Tri-Subspaces Disentanglement for Multimodal Sentiment Analysis¶

Conference: CVPR 2026 arXiv: 2602.19585 Code: Unavailable Area: Speech/Audio Keywords: Multimodal Sentiment Analysis, Tri-Subspace Disentanglement, Cross-Attention Fusion, Pairwise Sharing, HSIC

TL;DR¶

This paper proposes the TSD framework, which explicitly decomposes multimodal features into three complementary subspaces—globally shared, pairwise shared, and modality-private—and adaptively integrates these three levels of information via a subspace-aware cross-attention (SACA) fusion module, achieving state-of-the-art performance on CMU-MOSI and CMU-MOSEI.

Background & Motivation¶

Multimodal sentiment analysis integrates linguistic, visual, and acoustic modalities.
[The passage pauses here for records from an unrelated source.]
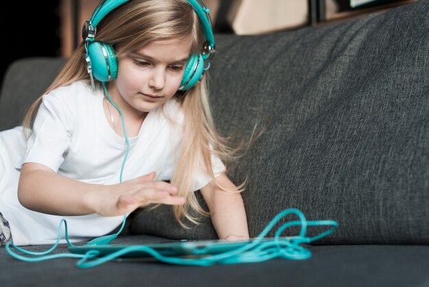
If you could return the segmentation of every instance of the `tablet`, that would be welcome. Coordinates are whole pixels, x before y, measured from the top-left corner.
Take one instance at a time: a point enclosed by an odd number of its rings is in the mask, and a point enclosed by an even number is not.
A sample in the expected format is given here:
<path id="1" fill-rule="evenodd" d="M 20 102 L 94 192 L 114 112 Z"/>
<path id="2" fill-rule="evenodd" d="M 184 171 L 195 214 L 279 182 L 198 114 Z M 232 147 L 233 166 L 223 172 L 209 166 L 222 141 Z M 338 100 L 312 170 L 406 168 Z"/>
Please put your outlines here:
<path id="1" fill-rule="evenodd" d="M 280 240 L 289 240 L 293 237 L 282 237 Z M 296 237 L 295 237 L 296 238 Z M 70 246 L 69 251 L 72 253 L 85 254 L 89 251 L 97 251 L 97 256 L 102 257 L 111 253 L 122 251 L 125 249 L 132 249 L 130 252 L 120 255 L 122 258 L 144 258 L 151 257 L 152 255 L 143 250 L 137 250 L 140 247 L 150 247 L 164 256 L 174 257 L 204 257 L 209 255 L 219 254 L 230 251 L 254 241 L 250 239 L 245 241 L 221 241 L 221 240 L 180 240 L 169 241 L 156 243 L 146 243 L 142 244 L 108 244 L 92 245 L 82 246 Z M 263 238 L 262 241 L 273 241 L 273 238 Z"/>

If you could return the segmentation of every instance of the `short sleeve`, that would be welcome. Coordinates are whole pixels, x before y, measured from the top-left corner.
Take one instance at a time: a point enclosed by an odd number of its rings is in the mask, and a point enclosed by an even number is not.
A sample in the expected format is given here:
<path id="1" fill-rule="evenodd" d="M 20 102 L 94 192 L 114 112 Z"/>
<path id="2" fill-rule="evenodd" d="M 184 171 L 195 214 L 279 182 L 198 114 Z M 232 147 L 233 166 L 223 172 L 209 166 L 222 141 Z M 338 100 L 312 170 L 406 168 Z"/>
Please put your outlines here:
<path id="1" fill-rule="evenodd" d="M 214 174 L 214 177 L 219 176 L 223 172 L 225 172 L 226 171 L 225 165 L 223 165 L 222 161 L 221 161 L 220 159 L 217 157 L 215 154 L 212 154 L 211 159 L 212 168 L 213 169 L 213 174 Z M 197 176 L 195 176 L 194 191 L 201 190 L 201 188 L 207 185 L 210 181 L 212 181 L 212 178 L 210 176 L 210 175 L 208 175 L 208 174 L 206 171 L 206 168 L 204 167 L 204 164 L 201 163 L 201 164 L 200 165 L 200 168 L 197 173 Z"/>
<path id="2" fill-rule="evenodd" d="M 23 163 L 34 162 L 57 172 L 64 161 L 70 148 L 74 121 L 65 102 L 57 97 L 53 93 L 43 96 L 25 153 L 16 166 L 18 170 Z"/>

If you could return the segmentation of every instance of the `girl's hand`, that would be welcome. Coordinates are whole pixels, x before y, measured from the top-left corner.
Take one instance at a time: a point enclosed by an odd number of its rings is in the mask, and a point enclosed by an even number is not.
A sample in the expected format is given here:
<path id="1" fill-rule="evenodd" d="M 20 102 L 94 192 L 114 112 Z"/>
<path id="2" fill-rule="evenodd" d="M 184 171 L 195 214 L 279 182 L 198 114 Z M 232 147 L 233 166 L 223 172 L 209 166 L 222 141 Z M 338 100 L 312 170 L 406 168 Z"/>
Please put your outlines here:
<path id="1" fill-rule="evenodd" d="M 155 172 L 113 185 L 103 185 L 92 200 L 95 211 L 102 216 L 115 216 L 130 213 L 150 203 L 183 205 L 185 198 L 177 196 L 177 188 L 164 181 L 154 181 Z"/>
<path id="2" fill-rule="evenodd" d="M 219 241 L 246 241 L 249 240 L 249 236 L 236 236 L 235 234 L 229 234 L 227 237 Z"/>

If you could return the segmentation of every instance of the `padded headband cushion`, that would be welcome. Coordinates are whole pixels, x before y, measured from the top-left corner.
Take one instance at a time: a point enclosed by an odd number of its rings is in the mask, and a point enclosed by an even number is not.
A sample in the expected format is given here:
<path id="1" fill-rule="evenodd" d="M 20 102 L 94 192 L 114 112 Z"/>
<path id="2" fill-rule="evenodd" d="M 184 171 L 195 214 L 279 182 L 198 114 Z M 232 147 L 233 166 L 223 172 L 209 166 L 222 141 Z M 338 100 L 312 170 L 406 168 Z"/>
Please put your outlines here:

Most existing methods adopt a binary shared-private decomposition (e.g., MISA), partitioning features into globally shared and modality-specific components. However, a substantial portion of affective cues in human communication are shared only between certain modality pairs—for instance, in sarcastic scenarios, tone and facial expression jointly convey negative sentiment while the verbal content appears positive. Such pairwise-shared signals are either ignored or misclassified under the binary decomposition paradigm.

Method¶

Overall Architecture¶

Feature encoding → Tri-subspace disentanglement (shared / pairwise-shared / private) → SACA fusion → Sentiment prediction.

Key Designs¶

1. Tri-Subspace Encoders¶

Shared encoder $I(\cdot; \theta_c)$: Shared parameters across modalities; extracts modality-agnostic globally consistent features $\mathbf{C}_m$.
Pairwise-shared encoder $S_{mn}(\cdot; \theta_{mn})$: Parameters shared within each modality pair; extracts pairwise interactive features $\mathbf{S}_{mn}^{(m)}$.
Private encoder $P_m(\cdot; \theta_m)$: Independent parameters per modality; preserves modality-specific information $\mathbf{P}_m$.

Three modalities yield 9 subspace representations (3 shared + 3 pairwise-shared + 3 private).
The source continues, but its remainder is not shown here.